Feds probe Paterson tax lien sale | Paterson Times Paterson Times

Feds probe Paterson tax lien sale

By Jayed Rahman
Published: June 13, 2018


The city’s $1.8 million tax lien sale conducted last month is being probed by federal authorities. An FBI investigator visited City Hall last week to obtain documents related to the sale, according to municipal officials.

Some had raised questions about the tax sale three weeks ago. Councilman Kenneth Morris questioned business administrator Nellie Pou about the tax lien sale during a public meeting on May 29.

Morris asked whether a certified tax collector conducted the sale. Pou reassured him everything was done according to procedure.

“Who conducted that sale?” asked Morris.

“Our tax collector,” replied Pou.
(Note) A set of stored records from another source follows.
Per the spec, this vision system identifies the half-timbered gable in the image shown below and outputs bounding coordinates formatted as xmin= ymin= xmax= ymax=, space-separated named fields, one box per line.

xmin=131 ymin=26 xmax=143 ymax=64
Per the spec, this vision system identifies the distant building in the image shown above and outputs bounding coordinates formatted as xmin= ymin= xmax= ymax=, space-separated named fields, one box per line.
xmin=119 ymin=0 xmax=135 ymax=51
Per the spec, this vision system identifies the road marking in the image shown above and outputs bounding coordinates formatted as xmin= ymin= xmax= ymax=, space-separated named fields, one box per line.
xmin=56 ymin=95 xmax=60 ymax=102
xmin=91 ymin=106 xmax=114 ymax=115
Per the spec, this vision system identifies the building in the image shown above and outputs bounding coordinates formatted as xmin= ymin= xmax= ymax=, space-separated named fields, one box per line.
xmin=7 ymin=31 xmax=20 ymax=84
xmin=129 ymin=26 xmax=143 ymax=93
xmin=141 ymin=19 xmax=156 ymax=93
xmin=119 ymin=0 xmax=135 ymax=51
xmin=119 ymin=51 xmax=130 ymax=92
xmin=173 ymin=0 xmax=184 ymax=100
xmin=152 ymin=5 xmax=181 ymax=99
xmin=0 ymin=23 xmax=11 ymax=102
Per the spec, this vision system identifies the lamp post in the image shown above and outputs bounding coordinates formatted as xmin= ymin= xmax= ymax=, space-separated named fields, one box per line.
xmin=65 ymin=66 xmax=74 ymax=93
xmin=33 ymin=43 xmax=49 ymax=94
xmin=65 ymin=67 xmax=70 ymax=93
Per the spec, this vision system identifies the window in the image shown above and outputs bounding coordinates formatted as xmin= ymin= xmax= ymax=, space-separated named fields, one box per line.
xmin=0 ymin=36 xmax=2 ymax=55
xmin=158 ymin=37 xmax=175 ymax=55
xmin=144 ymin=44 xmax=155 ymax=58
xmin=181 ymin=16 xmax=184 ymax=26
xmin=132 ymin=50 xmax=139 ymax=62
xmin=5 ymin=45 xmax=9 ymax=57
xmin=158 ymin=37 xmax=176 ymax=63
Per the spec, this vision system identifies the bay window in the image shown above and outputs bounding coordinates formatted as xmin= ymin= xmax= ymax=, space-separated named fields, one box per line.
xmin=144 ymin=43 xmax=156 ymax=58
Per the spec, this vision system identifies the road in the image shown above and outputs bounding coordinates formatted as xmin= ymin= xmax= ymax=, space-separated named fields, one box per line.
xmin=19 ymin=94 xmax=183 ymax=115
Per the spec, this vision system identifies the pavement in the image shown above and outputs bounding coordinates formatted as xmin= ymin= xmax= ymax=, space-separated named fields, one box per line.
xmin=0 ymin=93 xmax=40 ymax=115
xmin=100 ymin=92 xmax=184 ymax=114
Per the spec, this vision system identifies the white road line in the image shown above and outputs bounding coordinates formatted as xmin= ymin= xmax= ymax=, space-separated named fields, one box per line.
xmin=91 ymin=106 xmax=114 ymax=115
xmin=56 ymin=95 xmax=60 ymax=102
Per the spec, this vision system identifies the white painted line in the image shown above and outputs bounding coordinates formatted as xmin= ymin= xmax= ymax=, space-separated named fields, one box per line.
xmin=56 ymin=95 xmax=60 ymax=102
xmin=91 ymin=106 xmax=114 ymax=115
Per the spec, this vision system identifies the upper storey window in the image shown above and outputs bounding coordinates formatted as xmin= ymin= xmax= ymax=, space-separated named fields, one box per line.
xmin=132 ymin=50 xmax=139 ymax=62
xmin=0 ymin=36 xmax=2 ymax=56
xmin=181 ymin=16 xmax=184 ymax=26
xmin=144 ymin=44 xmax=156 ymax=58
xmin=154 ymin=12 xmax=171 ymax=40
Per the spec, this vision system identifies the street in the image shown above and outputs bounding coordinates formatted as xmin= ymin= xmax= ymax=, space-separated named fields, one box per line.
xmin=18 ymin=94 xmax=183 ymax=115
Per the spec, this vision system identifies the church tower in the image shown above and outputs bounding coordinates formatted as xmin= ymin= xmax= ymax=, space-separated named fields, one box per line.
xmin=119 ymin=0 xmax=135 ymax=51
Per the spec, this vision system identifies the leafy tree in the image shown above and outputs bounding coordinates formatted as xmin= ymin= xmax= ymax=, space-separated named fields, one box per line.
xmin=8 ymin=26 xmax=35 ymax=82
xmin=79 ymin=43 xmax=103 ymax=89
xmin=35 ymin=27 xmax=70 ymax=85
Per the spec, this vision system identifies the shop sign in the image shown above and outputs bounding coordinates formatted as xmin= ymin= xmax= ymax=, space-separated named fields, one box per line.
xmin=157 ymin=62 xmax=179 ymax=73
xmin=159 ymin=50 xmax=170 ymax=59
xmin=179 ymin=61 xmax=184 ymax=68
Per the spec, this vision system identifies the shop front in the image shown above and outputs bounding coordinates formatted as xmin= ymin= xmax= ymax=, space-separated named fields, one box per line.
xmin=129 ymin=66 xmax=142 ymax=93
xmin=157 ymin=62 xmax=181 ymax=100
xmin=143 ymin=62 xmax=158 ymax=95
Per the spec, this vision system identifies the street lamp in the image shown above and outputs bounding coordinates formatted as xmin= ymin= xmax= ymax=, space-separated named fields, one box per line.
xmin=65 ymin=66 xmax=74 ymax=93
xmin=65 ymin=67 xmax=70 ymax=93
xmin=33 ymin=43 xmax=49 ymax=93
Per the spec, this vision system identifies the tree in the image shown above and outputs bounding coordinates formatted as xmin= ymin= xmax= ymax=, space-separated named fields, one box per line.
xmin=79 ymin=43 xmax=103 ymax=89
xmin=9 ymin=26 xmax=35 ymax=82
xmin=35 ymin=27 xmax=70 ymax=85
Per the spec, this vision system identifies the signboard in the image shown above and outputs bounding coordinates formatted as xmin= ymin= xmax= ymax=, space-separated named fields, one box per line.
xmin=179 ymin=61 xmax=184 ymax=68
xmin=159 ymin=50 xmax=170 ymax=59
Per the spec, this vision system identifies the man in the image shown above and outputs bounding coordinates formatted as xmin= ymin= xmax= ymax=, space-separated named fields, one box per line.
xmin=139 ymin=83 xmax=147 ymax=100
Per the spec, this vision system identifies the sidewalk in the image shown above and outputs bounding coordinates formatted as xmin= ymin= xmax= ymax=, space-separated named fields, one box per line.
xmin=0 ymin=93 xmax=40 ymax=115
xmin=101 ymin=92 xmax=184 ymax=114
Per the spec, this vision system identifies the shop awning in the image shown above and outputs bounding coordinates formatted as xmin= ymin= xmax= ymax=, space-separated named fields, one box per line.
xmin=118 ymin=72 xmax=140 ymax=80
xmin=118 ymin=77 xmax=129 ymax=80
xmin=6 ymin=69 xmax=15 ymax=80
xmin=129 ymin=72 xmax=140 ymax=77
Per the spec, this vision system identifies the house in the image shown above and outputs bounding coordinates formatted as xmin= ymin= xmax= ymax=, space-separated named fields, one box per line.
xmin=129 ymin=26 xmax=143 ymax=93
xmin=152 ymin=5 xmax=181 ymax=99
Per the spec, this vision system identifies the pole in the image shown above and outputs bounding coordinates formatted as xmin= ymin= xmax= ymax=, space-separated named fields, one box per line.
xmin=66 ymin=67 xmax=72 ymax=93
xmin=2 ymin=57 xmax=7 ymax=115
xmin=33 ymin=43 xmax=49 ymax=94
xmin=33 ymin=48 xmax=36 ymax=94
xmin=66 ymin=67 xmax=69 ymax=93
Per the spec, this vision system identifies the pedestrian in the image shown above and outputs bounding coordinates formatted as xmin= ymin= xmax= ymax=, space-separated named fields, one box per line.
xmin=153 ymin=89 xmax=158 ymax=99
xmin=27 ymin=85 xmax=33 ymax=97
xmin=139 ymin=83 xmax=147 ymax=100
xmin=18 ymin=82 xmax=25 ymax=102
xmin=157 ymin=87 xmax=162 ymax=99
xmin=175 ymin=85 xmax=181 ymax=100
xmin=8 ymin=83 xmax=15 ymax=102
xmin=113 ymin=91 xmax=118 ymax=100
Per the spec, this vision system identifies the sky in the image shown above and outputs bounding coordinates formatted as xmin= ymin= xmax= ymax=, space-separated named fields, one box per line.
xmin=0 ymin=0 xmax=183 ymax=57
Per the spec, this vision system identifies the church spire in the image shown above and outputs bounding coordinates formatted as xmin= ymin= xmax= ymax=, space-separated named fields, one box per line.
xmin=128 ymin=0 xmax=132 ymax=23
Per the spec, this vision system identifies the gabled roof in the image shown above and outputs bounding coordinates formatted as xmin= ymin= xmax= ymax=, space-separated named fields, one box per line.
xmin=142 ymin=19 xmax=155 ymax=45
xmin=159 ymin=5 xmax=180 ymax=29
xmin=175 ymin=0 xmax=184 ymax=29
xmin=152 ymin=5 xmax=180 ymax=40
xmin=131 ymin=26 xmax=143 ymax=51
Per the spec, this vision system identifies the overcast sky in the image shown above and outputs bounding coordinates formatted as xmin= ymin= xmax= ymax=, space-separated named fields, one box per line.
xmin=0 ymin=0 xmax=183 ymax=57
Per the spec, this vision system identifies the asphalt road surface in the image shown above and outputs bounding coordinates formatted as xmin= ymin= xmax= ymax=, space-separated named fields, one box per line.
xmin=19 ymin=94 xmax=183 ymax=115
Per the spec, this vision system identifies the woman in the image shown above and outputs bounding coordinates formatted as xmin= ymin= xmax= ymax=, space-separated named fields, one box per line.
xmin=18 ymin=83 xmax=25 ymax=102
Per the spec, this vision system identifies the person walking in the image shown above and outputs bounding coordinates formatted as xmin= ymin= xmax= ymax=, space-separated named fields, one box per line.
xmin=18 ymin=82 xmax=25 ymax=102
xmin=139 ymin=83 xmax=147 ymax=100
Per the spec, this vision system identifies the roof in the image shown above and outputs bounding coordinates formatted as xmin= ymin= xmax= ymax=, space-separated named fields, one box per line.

She said the city has an interim tax collector, who conducted the sale on May 17.

Morris asked whether the interim tax collector was certified and licensed.

“We have a tax collector that’s certified and licensed,” said Pou.

The city’s longtime tax collector Kathleen Gibson retired last year. Morris asked for the name of the person, who conducted the sale. The city hasn’t hired a full-time tax collector to replace Gibson. Instead, the role has been filled by someone working part-time.

Pou at the meeting did not name the interim tax collector.

In its newspaper advertisement for the tax lien sale, the city listed Sonia Schulman as the certified tax collector, who would conduct the sale.

Municipalities are required by the state to conduct an annual tax lien sale. Investors buy the liens to collect interest or foreclose after two years.

The city’s chief attorney Domenick Stampone confirmed to the Paterson Press that investigators visited City Hall last last Thursday to secure documents from the tax collector’s office.

Stampone on Wednesday morning said an agent from the FBI’s Woodland Park office requested the public documents showing list of buyers and those who participated in the sale. He said there was no subpoena or warrant. Anyone can request those documents from the city, he noted.

Stampone cautioned on the use of the word “investigation” to describe the public records request.

“The proper legal process for conducting the sale was done by the tax collector’s office,” said Pou on May 29 when Morris raised questions about the sale.